The result of this restriction is that the consuming function is not able to close the stream, except as the result of consuming an event. This may be a problem in some cases, however:

  • Closing the pipe between source and consumer is almost always as a result of receiving a data event
  • The PushEventConsumer will typically be part of the same class that called PushEventSource#open(), and can use the Closeable there if needed
  • In OSGi the PushEventSource/Consumer will typically be used in a whiteboard service pattern. Unregistering the service will have the effect of closing the connection
  • The Consumer can always ignore the next event and close the connection at that point.

Therefore, whilst it is a valid point that the consumer will not be able to eagerly close the pipeline in all cases, it will still be able to close the pipeline eventually, and usually to close it eagerly.

C) How do I know how much backpressure to apply?

This is a good question and the answer is, of course, it depends on the rest of the system. The right amount of backpressure is enough so that the consumer does not become overloaded, but not so much that the producer and intermediate buffers fill up.

There are actually several built-in backpressure policies as part of the PushStream API that can be applied to buffering stages. These policies are easily configurable and, if you are in an OSGi environment, they are easily reconfigurable using OSGi’s ConfigurationAdmin service.

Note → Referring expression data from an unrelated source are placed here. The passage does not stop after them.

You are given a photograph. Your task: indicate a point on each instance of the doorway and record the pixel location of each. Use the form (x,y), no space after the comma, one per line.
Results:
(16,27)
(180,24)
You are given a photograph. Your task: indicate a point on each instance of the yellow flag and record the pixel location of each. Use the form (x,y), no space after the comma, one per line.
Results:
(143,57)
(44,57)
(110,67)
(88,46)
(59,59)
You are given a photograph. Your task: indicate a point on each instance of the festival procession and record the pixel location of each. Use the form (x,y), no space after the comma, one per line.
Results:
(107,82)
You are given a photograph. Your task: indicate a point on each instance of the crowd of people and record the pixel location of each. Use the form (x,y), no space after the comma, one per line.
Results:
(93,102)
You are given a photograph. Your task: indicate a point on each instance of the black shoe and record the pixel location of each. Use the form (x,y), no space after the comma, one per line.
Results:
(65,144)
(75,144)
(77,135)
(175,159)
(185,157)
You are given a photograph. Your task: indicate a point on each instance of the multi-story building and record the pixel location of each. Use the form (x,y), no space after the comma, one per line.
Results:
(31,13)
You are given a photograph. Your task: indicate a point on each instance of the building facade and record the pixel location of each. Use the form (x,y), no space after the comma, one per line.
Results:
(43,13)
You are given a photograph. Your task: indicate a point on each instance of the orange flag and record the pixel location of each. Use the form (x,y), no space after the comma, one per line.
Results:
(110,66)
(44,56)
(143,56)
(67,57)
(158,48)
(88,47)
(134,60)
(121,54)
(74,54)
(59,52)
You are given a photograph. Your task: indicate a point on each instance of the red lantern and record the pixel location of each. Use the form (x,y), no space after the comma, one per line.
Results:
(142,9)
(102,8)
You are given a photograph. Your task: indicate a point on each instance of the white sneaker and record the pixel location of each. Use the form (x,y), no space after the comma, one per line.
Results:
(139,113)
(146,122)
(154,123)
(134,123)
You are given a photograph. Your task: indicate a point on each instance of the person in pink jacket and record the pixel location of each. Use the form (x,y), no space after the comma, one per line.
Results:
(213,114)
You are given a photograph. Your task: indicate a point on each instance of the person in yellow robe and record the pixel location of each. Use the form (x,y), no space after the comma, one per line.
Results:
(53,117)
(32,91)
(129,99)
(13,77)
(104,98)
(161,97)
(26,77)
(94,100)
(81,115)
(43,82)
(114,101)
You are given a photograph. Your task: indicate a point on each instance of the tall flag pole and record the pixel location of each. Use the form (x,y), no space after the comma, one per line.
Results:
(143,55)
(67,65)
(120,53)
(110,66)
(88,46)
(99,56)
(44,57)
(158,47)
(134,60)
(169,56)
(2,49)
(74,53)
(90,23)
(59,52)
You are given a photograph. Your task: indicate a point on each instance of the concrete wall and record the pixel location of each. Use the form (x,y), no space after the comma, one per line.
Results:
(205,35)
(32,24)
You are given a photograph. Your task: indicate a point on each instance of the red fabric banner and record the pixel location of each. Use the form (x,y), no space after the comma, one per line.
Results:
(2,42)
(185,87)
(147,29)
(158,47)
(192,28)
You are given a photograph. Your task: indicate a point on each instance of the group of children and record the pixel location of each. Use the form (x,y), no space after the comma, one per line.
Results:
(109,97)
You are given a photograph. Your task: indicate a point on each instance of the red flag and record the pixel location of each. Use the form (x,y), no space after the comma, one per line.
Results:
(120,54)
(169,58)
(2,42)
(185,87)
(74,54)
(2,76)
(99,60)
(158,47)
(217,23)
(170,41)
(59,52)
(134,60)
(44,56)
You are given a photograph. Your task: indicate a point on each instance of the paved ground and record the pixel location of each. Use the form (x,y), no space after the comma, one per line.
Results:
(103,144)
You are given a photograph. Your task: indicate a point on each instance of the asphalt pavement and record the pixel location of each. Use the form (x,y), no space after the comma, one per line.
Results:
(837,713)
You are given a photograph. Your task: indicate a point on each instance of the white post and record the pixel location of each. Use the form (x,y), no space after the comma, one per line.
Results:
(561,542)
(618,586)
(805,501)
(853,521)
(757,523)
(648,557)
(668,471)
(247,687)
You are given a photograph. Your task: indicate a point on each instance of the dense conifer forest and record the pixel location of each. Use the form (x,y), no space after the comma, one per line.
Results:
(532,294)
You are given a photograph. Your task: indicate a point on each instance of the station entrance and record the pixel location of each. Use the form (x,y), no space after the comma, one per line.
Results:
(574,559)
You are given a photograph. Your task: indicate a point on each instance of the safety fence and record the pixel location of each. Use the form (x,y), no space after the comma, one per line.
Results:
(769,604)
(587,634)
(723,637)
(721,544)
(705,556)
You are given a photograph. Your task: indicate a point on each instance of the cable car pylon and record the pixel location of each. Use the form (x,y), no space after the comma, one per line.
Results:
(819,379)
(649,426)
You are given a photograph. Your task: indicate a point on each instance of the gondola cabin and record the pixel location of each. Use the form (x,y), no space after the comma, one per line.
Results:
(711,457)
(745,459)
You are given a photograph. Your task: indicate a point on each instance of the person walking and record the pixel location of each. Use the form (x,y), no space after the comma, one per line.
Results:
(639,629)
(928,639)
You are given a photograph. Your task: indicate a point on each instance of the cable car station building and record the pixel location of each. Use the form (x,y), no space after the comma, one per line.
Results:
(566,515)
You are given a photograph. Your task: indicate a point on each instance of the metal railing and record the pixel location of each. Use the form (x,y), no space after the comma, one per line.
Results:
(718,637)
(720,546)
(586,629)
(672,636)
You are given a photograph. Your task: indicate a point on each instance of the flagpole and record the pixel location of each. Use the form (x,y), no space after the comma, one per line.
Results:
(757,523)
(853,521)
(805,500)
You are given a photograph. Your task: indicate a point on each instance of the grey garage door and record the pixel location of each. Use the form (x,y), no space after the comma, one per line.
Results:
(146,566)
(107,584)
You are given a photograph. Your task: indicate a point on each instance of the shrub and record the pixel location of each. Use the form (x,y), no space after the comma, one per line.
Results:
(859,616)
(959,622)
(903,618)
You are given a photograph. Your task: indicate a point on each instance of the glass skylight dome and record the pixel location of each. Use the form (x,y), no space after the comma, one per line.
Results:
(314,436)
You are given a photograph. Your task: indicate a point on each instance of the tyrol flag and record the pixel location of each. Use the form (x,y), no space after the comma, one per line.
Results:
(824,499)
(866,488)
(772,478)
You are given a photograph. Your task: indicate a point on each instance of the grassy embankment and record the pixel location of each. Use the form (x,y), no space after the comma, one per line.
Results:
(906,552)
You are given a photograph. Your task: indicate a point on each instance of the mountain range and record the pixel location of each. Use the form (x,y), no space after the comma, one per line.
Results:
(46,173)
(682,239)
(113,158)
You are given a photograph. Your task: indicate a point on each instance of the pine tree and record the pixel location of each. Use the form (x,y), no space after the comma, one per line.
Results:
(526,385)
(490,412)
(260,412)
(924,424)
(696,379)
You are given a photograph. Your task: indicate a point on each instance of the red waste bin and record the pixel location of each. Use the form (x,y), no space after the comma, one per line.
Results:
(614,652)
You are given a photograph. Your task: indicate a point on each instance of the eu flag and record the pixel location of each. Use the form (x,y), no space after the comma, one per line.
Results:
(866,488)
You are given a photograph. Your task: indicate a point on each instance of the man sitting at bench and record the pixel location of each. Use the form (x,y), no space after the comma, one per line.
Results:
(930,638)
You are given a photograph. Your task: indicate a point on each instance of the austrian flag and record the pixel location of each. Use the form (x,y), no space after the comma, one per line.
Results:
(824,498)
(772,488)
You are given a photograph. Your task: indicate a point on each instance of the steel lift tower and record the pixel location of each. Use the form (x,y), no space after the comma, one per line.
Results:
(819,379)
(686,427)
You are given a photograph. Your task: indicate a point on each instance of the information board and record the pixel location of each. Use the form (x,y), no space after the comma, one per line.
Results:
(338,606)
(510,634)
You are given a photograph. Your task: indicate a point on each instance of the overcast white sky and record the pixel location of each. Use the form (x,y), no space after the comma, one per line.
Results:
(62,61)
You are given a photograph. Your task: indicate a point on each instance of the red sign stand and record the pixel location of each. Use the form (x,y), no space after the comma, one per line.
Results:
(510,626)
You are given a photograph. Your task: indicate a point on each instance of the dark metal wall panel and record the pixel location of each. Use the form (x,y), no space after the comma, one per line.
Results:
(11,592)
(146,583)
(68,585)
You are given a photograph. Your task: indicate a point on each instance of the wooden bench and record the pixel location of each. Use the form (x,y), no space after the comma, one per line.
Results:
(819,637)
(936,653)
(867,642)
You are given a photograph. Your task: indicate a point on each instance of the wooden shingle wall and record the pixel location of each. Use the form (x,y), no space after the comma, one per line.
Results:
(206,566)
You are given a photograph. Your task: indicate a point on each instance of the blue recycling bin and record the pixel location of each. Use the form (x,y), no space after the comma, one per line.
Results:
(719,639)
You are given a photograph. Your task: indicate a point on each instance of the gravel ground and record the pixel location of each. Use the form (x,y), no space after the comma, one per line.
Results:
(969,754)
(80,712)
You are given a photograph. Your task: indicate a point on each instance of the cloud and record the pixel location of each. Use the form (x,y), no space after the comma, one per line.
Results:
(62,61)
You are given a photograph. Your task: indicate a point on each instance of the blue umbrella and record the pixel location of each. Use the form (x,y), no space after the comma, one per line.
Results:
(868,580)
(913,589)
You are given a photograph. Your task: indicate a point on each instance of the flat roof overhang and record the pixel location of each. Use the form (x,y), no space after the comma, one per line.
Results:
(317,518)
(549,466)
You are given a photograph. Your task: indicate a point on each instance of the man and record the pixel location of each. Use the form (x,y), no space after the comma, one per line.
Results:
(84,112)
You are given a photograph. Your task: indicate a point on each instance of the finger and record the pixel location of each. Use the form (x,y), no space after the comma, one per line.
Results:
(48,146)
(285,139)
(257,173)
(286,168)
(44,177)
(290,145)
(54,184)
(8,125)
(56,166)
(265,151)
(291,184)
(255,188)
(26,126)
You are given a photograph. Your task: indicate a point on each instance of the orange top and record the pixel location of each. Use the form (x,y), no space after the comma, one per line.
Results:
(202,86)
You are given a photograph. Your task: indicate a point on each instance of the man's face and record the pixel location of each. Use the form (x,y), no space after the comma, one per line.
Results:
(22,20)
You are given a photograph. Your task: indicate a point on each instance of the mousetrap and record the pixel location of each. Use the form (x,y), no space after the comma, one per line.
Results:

From this position testing and experience with the runtime will allow the sensible defaults to be tuned for the particular application that they are running in. This is exactly the same position that people find themselves in when using buffers in other push-based systems.



OSGi PushStreams are a new and exciting RFC at the OSGi Alliance. They make some different optimisation choices from other popular push event pipelines, however they are easy to integrate with other popular standards. Over the next weeks and months the API will be further refined and prototyping will begin. I’ll be regularly feeding back about what’s going on, so watch the RFC and watch this space!